L’animateur Arthur sort un livre sur « la solitude » et « la peur » des Français juifs

Mis à jour le 9 janvier 2026 à 11:30
GILLES GUSTINE/TF1
L'animateur et producteur télé Arthur sort mercredi son premier livre, pour dire "la solitude", le "sentiment d'abandon" et la "peur" des Français juifs face à "la montée de l'antisémitisme", dans le contexte de la guerre à Gaza.

Pilier de TF1, Arthur Essebag brise le silence qu’il s’était imposé durant trois décennies de carrière télévisuelle. À l’approche de ses 60 ans, l’animateur de "Vendredi, tout est permis" publie "J’ai perdu un Bédouin dans Paris" (Grasset), un livre écrit à la première personne. 

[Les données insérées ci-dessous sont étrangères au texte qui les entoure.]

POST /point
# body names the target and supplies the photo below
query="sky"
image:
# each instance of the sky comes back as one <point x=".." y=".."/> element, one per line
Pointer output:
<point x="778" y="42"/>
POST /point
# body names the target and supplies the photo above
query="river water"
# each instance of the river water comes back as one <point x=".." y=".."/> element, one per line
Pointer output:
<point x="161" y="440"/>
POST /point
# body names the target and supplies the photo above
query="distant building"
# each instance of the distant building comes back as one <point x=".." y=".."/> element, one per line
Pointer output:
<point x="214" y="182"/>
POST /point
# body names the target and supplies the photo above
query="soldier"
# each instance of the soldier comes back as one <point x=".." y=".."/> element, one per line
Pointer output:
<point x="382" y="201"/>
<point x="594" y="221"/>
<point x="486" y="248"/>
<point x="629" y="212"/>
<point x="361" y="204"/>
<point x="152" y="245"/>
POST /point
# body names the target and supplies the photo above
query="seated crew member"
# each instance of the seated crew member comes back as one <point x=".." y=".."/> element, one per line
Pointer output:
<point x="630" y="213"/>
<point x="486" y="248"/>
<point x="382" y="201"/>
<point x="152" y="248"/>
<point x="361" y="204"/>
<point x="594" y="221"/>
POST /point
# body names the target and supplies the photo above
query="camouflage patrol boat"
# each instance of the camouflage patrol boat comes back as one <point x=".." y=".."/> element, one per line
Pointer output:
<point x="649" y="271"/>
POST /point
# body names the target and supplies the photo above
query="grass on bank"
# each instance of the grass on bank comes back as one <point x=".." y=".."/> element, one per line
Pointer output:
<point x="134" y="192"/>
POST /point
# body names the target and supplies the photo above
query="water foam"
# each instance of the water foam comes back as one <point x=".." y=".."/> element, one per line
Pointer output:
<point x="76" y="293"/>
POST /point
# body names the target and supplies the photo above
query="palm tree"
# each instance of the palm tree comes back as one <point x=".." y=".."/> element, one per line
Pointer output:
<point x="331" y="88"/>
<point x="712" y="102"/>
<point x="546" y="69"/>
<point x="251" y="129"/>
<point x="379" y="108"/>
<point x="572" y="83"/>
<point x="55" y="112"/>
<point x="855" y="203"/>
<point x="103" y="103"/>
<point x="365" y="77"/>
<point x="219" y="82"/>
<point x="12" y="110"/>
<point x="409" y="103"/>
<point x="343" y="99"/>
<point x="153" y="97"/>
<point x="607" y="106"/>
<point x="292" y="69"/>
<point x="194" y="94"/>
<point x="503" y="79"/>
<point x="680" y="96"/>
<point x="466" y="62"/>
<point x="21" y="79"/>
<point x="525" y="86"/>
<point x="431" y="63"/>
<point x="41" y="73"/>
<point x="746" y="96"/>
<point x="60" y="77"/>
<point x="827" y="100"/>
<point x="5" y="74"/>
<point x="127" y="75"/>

Quand l’animateur devient porte-parole malgré lui

Après trente années passées à divertir le public français sans jamais exposer ses convictions personnelles, Arthur a fait un choix radical. "Pendant 30 ans j’ai mis de côté mes opinions personnelles. J’ai toujours mis de côté ce que je pensais, parce que je considérais que ce n’était pas mon rôle", confie-t-il sur France Inter. Mais les événements du 7 octobre 2023 et leurs répercussions en France ont changé la donne.

"Je suis devenu porte-parole malgré moi, parce qu’il y a des institutions qui le font très bien. Mais pour la première fois, j’ai parlé avec mon cœur de ce que vivent les Français juifs, c’est-à-dire la peur, l’angoisse et la montée de l’antisémitisme", explique l’animateur. Une prise de parole motivée par un constat accablant : "Je me suis retrouvé à parler peut-être au nom de ceux qui trouvaient bien silencieux la majorité des autres personnalités."

"Mettre ma notoriété au service d’une cause que je trouve juste, parler de l’antisémitisme mais aussi des otages, je trouvais qu’il y avait un silence qui était pesant", justifie le mari de Mareva Galanter.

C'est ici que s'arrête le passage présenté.